North America, however, is not where the population of high net-worth investors is swelling. The strongest growth is in places working from very low levels, such as Russia and India — countries in which the ranks of millionaire investors grew by 17.4% and 19.3%, respectively, in 2005. Increasingly, the fastest growth in the number of these sorts of clients is likely to come in Asia, where economic growth is expected to be strong and there are large populations of once-relatively poor people rapidly accumulating assets.

Although the greatest growth in the population of millionaire investors is expected to come in faraway regions, actual wealth accumulation by these sorts of clients is forecast to be quite strong here at home. The survey predicts the total value of high net-worth investors’ financial wealth will grow by an annual average of 6% from US$33.3 trillion in 2005 to US$44.6 trillion by 2010.

However, not all regions are expected to grow at the same rate. The survey forecasts that North Americans’ wealth will grow at an above-average 7.4% over that period. Indeed, North America is predicted to be the fastest-growing region by assets, surpassed only by the wealthy in the Middle East.

With wealth accumulation expected to outpace millionaire population growth in North America, the obvious conclusion is that the rich will be getting richer — a forecast that dovetails nicely with another recent theory that seeks to explain some of the apparent anomalies in the global economy: the rise of so-called “plutonomies,” or economies that are dominated by their wealthiest citizens.

In a report first published last fall and updated earlier this year, an analyst at Citigroup Global Markets advances the theory that the economies of the U.S., Canada and Britain are increasingly powered by the wealthy. This contrasts with continental Europe and Japan, where wealth distribution is more equal.

The Citigroup report indicates that Canada’s wealthiest people now account for the biggest share of national income since the 1940s — with the richest 1% capturing about 13% of income, and the top 5% accounting for almost 30% of income.

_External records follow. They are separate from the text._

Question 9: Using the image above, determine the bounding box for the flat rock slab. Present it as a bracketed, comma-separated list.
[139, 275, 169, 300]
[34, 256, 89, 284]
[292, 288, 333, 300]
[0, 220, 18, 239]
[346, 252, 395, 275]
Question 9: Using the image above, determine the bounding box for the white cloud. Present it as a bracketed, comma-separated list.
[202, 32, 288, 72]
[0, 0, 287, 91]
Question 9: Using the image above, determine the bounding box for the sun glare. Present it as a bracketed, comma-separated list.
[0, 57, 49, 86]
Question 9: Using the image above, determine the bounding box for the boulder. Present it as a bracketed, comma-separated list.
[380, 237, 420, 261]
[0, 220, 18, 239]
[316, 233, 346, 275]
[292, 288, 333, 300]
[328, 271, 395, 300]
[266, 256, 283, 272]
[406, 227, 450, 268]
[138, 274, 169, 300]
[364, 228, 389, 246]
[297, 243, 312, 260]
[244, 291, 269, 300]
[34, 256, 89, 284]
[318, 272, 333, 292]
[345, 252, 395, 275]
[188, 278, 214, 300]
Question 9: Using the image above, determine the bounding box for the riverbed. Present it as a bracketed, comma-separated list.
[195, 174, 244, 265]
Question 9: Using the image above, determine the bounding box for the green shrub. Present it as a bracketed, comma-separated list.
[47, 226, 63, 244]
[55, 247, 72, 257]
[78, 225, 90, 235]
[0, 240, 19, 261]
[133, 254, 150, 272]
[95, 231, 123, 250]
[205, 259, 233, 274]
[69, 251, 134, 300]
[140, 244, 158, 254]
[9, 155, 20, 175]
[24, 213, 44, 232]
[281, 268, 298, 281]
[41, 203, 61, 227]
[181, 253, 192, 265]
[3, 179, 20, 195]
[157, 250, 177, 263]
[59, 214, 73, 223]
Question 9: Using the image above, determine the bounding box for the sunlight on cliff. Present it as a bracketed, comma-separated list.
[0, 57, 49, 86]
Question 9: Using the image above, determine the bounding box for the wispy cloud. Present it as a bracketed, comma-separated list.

It’s a similar story in the U.S., where, Citigroup reports, the top 1% of households accounted for about 20% of overall U.S. income in 2000. In contrast, the bottom 60% of households also account for about 20% of income. The top 1% also represent 40% of financial net worth, the report notes, which is more than the bottom 95% combined.

The plutonomy notion would seem to be supported by data from the Merrill Lynch/Capgemini survey. It finds that, with almost 2.9 million high net-worth investors in Canada and the U.S. combined, North America is the region with the greatest number of millionaire investors. Europe is a close second at 2.8 million, but the region also has a much greater population to draw on — about 459 million people in Europe vs approximately 330 million in Canada and the U.S. combined. The much higher incidence of millionaires in Canada and the U.S. reflects the fact that greater wealth disparities exist in North America vs Europe.

The rise of the wealthy in North America, the Citigroup report suggests, is largely because of high incomes. It points to U.S. data, which show that in the early part of the 20th century, the wealthy derived most of their riches from dividends and entrepreneurship. Back then, only about 20% of the top 1%’s wealth came from wages, about 30% was attributed to entrepreneurial sources, and more than 30% to dividends.

Today, the picture has shifted dramatically. Now, about 60% of the top 1%’s wealth is from income, another 25% comes from entrepreneurship, with dividends, interest and rents making up the rest.

“The resurgence in their fortunes since the mid-’80s was mainly from oversized salaries,” the report says. “The rich in the U.S. went from coupon-clipping, dividend-receiving renters to a managerial aristocracy indulged by their shareholders.”

The rise of this rich, managerial class in the U.S., Canada and Britain explains some of the distortions, such as the size and persistence of global fiscal imbalances, that have worried monetary authorities for some time, it says.

“We believe that the actions of the rich and the proportion of rich people in an economy helps explain many of the nasty conundrums and fears that have vexed our equity clients recently, such as global imbalances or why high oil prices haven’t destroyed consumer demand,” the report says. “Plutonomy, we think, explains these problems away, and tells us not to worry about them.”

The report also predicts that the disparity will only grow in the years ahead. “We project that the plutonomies are likely to see even more income inequality, disproportionately feeding off a further rise in the profit share in their economies, capitalist-friendly governments, more technology-driven productivity and globalization,” it says.

Globalization is expected to be the biggest force for growing income inequality, as cheap foreign labour keeps wages down and boosts profit margins. “This bodes well for companies selling to or servicing the rich,” it concludes.

To wealth managers and financial advisors, this forecast suggests that their top clients are likely to become more valuable than ever. As the rich get richer, and their rate of wealth accumulation outpaces the population growth, advisors’ smartest move may be to do whatever it takes to keep their richest clients happy.